Yoru no Kai’s primary activities involved hosting serialized public debates at Mon Ami with discussion open to attendees.  Topics of debate at first included groundbreaking artistic and cultural theories posited by Hanada and Okamoto, such as Okamoto’s Taikyokushugi (“Theory of Polar Opposites”).  The group also debated and discussed broad issues related to arts and culture, such as Socialist realism, theology, fiction, and humanity.  Although early on Yoru no Kai members found common ground in their shared interest in Communism, by May 1949, Yoru no Kai had largely dissolved due to internal arguments surrounding Communist politics.  
However, many of the members, including Hanada and Okamoto, remained active in a loosely affiliated group with which Yoru no Kai had collaborated, known as Seiki no Kai (active until May 1951).  The volume Atarashii Geijutsu no Tankyū (1949) remains one of the best records of the Yoru no Kai’s activities, as it records some of their most significant debates and discussions.
Within the early postwar period in Japan, which was characterized by an abundance of small artistic groups, Yoru no Kai has become well known as a representative avant-garde group and its influence on postwar art has been acknowledged.  Although Yoru no Kai was only active for a brief period of time, it facilitated key exchanges between artists and writers and introduced young creators to avant-garde ideas. According to art critic Shin’ichi Segi, who participated in Yoru no Kai meetings, “the atmosphere of the group was salon-like, it was a place where members exchanged opinions with each other, but from the public format, the result was that it served the role of spreading enlightenment.” 

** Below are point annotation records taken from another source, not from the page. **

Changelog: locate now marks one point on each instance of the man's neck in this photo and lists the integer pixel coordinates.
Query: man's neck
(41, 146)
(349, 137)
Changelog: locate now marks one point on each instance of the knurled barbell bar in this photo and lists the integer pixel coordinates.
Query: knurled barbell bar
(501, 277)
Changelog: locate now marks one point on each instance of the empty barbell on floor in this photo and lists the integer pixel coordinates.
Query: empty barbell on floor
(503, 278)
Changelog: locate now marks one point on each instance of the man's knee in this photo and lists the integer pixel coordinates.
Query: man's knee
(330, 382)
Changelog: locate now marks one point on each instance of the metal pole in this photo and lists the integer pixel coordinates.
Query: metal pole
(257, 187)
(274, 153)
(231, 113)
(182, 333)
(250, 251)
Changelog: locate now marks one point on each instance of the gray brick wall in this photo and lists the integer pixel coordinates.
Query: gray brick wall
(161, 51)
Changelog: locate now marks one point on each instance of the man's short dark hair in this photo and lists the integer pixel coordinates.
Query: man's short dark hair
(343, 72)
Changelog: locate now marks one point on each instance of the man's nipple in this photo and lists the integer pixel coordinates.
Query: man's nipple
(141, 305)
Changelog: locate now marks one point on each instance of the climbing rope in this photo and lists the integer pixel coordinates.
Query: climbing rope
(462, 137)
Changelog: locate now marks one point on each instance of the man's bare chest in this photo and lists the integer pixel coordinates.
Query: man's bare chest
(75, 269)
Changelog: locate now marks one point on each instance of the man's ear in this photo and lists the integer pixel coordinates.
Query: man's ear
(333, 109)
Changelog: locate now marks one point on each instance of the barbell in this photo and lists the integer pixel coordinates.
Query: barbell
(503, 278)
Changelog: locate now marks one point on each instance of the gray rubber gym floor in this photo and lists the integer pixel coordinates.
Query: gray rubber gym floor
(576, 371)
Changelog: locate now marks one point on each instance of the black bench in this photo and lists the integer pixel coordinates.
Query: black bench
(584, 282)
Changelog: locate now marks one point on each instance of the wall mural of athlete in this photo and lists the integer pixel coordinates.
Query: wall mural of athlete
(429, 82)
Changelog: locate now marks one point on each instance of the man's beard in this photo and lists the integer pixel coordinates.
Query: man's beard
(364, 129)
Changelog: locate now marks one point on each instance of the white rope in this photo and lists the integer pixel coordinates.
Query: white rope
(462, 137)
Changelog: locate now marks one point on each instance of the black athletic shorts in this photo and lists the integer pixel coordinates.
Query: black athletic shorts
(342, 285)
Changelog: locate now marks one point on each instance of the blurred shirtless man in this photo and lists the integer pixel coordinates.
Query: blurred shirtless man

Yoru no Kai was especially influential for the other avant-garde groups that it catalyzed.  In 1949, after Yoru no Kai had dissolved, Hanada and Okamoto went on to create the Abangyarudo Geijutsu Kenkyūkai (Avant-garde Art Study Group), which was designed to mentor young artists and critics.  Among other activities, the group held a critique of artworks at Kifukuji in Tokyo.  The following year, the group merged with another group known as Seiki no Kai (“Century Society”) that had been established in 1948 by Kōbō Abe and some younger artists who also participated in Yoru no Kai.   Many young artists who would become prominent in the postwar art world attended or participated in Yoru no Kai, Abangyarudo Geijutsu Kenkyūkai, and Seiki no Kai, including Tatsuo Ikeda, and Jikken Kōbō members Shōzō Kitadai, Hideko Fukushima, and Katsuhiro Yamaguchi. 
With its emphasis on artistic exchange as a means of forging new paths in art, Yoru no Kai could also be seen as an early example of – or early attempt at – the “activity-based collectivism” that would grow over the course of the 1950s with the activities of groups such as Jikken Kōbō and Gutai, and that would come to dominate Japanese avant-garde art during the 1960s.